Cranes Are Flying (1957)-In Moscow as the winds of World War II approach young lovers Veronika (Tatyana Samoylova) and Boris (Aleksey Batalov) watch the cranes fly overhead and promise to rendezvous before Boris leaves to fight. Boris misses the meeting and is off to the front lines, while Veronika waits patiently, sending letters faithfully. After her house is bombed, Veronika moves in with Boris' family and seeming safety. But Boris’s cousin Mark has darker intentions and as the war rages sorrow spreads in all directions. Winner of the 1958 Cannes Grand Prize.

Brittani Burnham said...

I haven't seen any of these but I'm going to throw all three in my Netflix queue if I can. They sound interesting.

Birgit said...

First off...this is a great choice for a week’s theme u fortunately I haven’t seen an6 of your picks but I wish I could, you gave an excellent review with a plot that I want t9 learn more.
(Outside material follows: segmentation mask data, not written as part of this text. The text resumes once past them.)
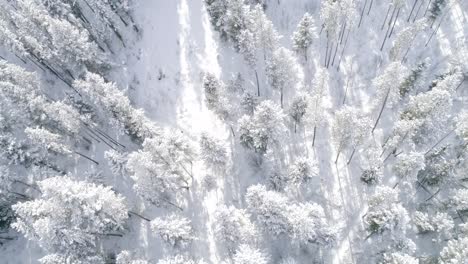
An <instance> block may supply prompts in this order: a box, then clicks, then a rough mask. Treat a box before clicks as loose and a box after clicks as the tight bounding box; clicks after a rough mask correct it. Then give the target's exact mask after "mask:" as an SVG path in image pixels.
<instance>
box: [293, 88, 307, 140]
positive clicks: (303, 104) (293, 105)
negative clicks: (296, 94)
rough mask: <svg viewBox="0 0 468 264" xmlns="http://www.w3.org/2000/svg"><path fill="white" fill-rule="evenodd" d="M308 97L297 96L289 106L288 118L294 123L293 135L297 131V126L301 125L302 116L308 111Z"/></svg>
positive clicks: (303, 117)
mask: <svg viewBox="0 0 468 264" xmlns="http://www.w3.org/2000/svg"><path fill="white" fill-rule="evenodd" d="M308 99H309V98H308V96H307V95H306V94H299V95H297V96H295V97H294V98H293V100H292V102H291V105H290V106H289V116H290V117H291V118H292V119H293V121H294V133H296V131H297V126H298V125H300V124H301V123H302V120H303V118H304V116H305V115H306V113H307V111H308V105H309V101H308Z"/></svg>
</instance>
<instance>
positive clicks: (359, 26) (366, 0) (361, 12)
mask: <svg viewBox="0 0 468 264" xmlns="http://www.w3.org/2000/svg"><path fill="white" fill-rule="evenodd" d="M367 1H368V0H366V2H364V6H363V7H362V11H361V17H360V18H359V23H358V28H359V27H361V22H362V17H363V16H364V11H365V10H366V5H367Z"/></svg>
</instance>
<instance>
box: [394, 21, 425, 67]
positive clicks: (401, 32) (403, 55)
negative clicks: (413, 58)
mask: <svg viewBox="0 0 468 264" xmlns="http://www.w3.org/2000/svg"><path fill="white" fill-rule="evenodd" d="M426 27H427V19H426V18H421V19H418V20H417V21H416V22H415V23H413V24H411V25H409V26H407V27H406V28H404V29H403V30H401V31H400V32H399V33H398V34H397V35H396V37H395V41H394V43H393V47H392V48H391V49H390V53H389V55H390V58H391V60H392V61H398V60H401V59H403V58H404V57H405V56H406V54H404V53H405V52H406V51H407V50H408V49H409V48H410V47H411V44H412V43H413V41H414V39H415V38H416V35H417V34H418V33H419V32H421V31H423V30H424V29H425V28H426Z"/></svg>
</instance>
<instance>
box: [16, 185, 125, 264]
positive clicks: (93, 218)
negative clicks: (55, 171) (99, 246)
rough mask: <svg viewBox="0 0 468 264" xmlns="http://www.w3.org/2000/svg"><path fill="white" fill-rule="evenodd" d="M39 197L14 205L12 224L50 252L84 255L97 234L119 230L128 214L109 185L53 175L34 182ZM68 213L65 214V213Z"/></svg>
mask: <svg viewBox="0 0 468 264" xmlns="http://www.w3.org/2000/svg"><path fill="white" fill-rule="evenodd" d="M37 185H38V188H39V190H40V197H39V198H38V199H35V200H32V201H26V202H21V203H18V204H16V205H14V206H13V210H14V211H15V214H16V215H17V220H16V222H15V223H14V224H13V227H14V228H15V229H16V230H17V231H19V232H20V233H23V234H24V236H25V237H26V238H28V239H30V240H34V241H36V242H37V243H38V244H39V245H40V246H41V247H42V248H43V249H44V250H46V251H47V252H49V253H53V254H59V255H62V256H63V257H64V258H70V256H72V257H75V256H76V257H78V258H79V259H81V258H85V259H86V258H87V257H92V256H95V255H96V254H97V253H98V248H96V246H95V245H96V243H97V242H98V241H99V238H100V237H102V236H106V235H109V234H113V233H114V232H120V231H122V229H123V224H124V223H125V221H126V219H127V218H128V214H127V208H126V205H125V202H124V198H123V197H122V196H121V195H118V194H115V193H114V192H113V191H112V190H111V188H110V187H105V186H102V185H95V184H92V183H87V182H80V181H74V180H72V179H71V178H68V177H52V178H48V179H45V180H42V181H39V182H38V183H37ZM64 216H67V217H64Z"/></svg>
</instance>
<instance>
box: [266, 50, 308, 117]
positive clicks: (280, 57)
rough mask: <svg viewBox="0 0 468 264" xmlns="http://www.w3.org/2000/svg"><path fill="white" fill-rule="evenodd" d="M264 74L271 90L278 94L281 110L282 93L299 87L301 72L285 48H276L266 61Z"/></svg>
mask: <svg viewBox="0 0 468 264" xmlns="http://www.w3.org/2000/svg"><path fill="white" fill-rule="evenodd" d="M266 74H267V77H268V80H269V82H270V85H271V87H272V88H273V90H277V91H279V92H280V103H281V108H283V104H284V93H285V92H286V91H287V90H290V89H294V88H298V87H300V86H301V78H302V76H301V70H300V68H299V66H298V64H297V62H296V60H295V59H294V57H293V56H292V54H291V52H290V51H289V50H287V49H285V48H282V47H281V48H278V49H277V50H275V52H273V54H272V56H271V57H269V59H268V61H267V68H266Z"/></svg>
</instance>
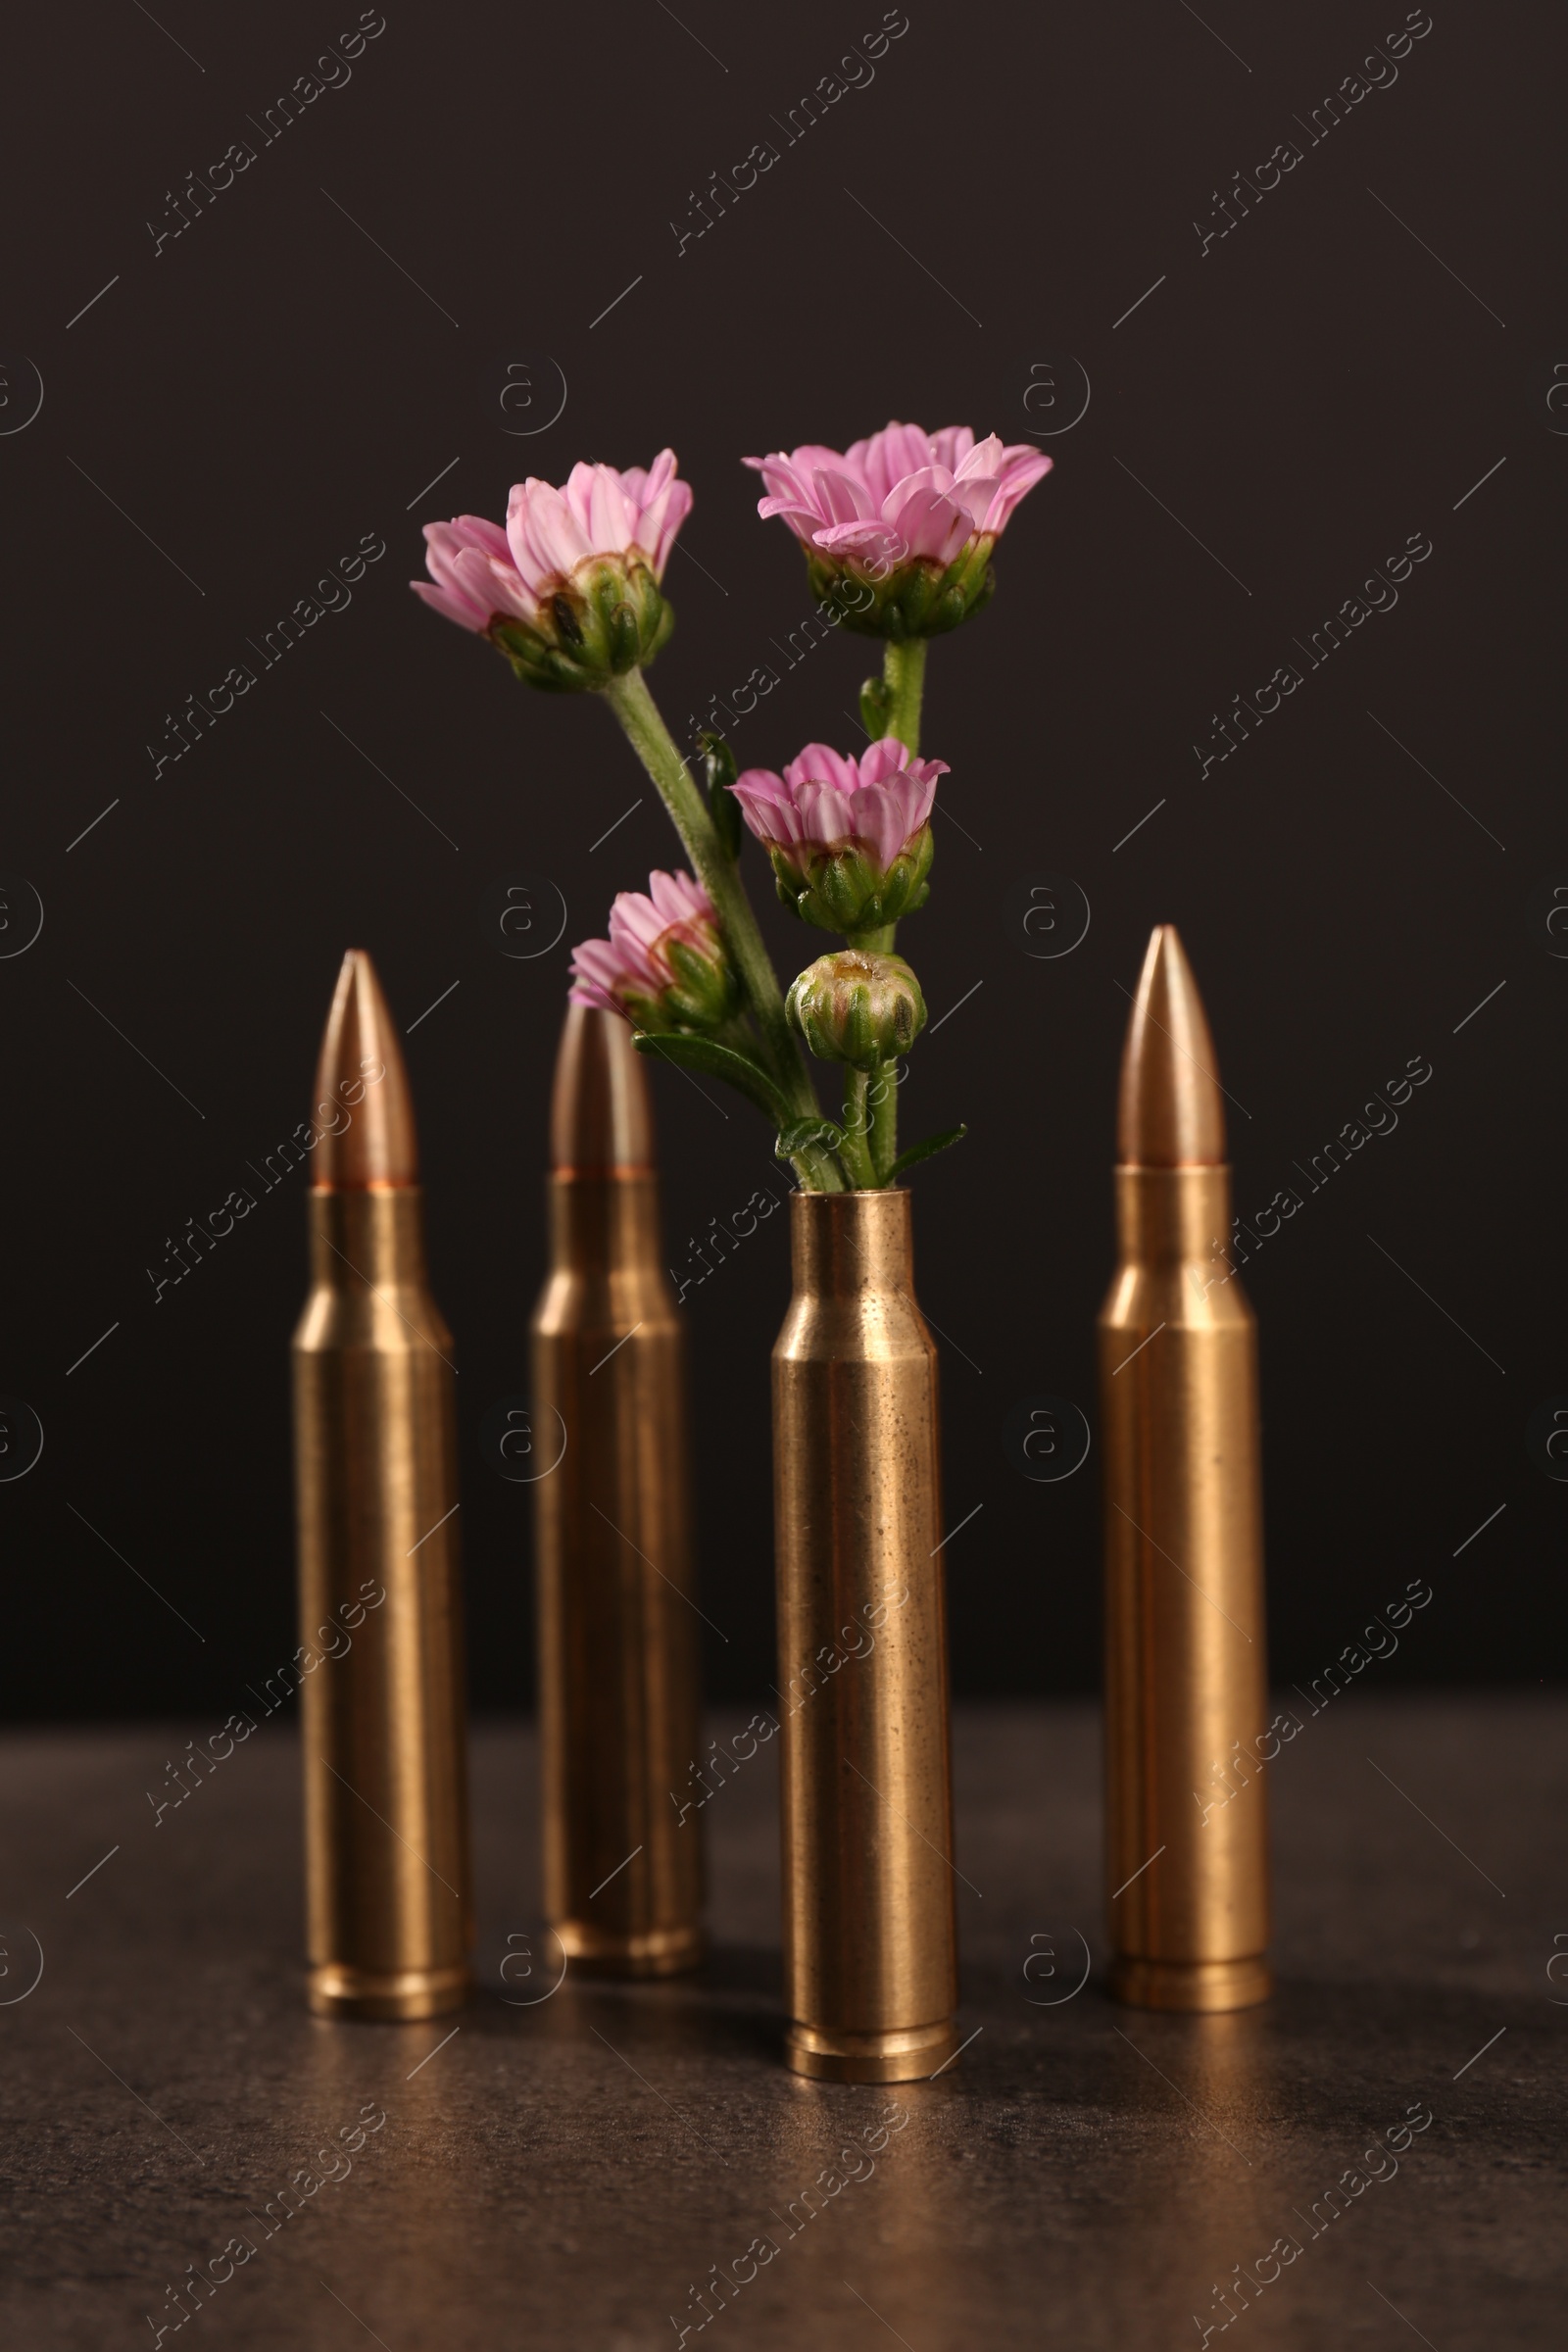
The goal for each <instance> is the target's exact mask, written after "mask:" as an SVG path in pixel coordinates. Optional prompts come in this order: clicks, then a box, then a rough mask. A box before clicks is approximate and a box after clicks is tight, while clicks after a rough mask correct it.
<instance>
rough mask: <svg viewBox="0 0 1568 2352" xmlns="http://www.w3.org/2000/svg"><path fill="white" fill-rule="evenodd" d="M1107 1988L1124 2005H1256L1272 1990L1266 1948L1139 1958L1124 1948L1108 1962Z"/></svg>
mask: <svg viewBox="0 0 1568 2352" xmlns="http://www.w3.org/2000/svg"><path fill="white" fill-rule="evenodd" d="M1107 1992H1110V1997H1112V2002H1121V2004H1124V2006H1126V2009H1171V2011H1187V2013H1218V2011H1227V2009H1258V2004H1260V2002H1267V1999H1269V1994H1272V1992H1274V1971H1272V1966H1269V1959H1267V1955H1265V1952H1246V1955H1244V1957H1241V1959H1140V1957H1133V1955H1128V1952H1124V1955H1121V1957H1119V1959H1114V1962H1112V1971H1110V1983H1107Z"/></svg>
I marked them down but not sure when I can see them

Sonia Cerca said...

I haven't seen any of these but I'll check them out.

Wanderer said...

A Prophet is the only one that I know of and have always heard good things.

thevoid99 said...

@joel65913-I've seen all of your picks as they're excellent choices that won the Palme d'Or. Cannes is my favorite film festival in terms of its pageantry and willingness to discover all sorts of films from places all over the world.
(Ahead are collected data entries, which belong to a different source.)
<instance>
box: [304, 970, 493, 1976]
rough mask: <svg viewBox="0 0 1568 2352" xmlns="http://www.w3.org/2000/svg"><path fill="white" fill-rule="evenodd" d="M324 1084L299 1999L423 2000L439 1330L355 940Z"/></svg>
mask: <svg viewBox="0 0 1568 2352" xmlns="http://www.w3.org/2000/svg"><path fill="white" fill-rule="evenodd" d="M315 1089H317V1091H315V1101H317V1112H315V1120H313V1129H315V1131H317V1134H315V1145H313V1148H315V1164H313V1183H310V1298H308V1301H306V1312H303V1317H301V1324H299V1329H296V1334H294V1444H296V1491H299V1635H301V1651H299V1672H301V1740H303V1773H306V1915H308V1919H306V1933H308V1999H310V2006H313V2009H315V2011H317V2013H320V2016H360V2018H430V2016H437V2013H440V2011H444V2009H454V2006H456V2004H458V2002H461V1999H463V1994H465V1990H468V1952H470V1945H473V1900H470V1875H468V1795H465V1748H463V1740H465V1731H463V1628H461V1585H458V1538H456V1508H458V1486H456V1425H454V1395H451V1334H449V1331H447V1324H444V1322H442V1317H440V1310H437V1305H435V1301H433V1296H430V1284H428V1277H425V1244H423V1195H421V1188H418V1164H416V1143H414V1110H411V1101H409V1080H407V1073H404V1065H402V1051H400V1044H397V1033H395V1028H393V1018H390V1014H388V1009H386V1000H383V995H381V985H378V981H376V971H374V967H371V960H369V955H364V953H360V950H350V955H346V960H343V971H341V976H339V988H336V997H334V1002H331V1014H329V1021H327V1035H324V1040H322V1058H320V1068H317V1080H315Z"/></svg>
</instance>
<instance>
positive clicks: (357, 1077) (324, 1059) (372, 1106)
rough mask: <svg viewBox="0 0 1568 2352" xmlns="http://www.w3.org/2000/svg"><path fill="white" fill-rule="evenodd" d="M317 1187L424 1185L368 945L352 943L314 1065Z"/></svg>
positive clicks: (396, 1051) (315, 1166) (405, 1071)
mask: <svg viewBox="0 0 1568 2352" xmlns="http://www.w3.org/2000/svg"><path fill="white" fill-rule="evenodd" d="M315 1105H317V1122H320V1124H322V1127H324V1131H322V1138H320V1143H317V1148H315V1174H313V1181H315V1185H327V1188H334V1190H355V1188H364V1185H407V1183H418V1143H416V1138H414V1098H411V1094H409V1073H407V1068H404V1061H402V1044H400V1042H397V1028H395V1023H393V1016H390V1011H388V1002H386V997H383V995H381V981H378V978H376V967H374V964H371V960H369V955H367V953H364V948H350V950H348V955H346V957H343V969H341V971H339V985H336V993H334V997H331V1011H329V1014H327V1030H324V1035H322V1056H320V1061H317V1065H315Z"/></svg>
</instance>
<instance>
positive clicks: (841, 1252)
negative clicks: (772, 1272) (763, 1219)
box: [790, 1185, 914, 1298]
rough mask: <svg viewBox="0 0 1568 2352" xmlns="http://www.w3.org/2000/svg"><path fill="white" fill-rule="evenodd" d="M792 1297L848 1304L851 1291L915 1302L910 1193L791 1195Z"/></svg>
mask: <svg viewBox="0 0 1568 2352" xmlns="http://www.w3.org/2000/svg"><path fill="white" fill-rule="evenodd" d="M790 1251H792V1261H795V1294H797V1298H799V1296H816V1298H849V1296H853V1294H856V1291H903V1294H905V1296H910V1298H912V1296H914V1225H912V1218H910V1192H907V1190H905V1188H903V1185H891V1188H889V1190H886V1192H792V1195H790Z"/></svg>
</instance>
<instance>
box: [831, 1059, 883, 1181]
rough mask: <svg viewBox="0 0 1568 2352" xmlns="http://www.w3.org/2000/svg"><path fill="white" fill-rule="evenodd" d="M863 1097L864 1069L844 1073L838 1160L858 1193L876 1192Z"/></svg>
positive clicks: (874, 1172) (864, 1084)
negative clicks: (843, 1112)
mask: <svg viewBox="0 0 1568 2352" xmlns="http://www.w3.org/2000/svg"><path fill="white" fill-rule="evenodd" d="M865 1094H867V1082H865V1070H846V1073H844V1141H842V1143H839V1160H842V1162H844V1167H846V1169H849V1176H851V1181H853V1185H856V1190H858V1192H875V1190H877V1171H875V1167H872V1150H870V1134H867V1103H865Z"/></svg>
@Brittani-I doubt they would have these films at Netflix. MUBI or Filmstruck seems like the more ideal place to find these films.

@Birgit-These aren't easy films to find as I was fortunate to watch a couple of them on IFC and Sundance (when they actually played different movies instead of what they're doing now).

@Sonia-I hope you get a chance to see these films.

@Wanderer-That is a great film and truly it's a prison film that is unlike many others.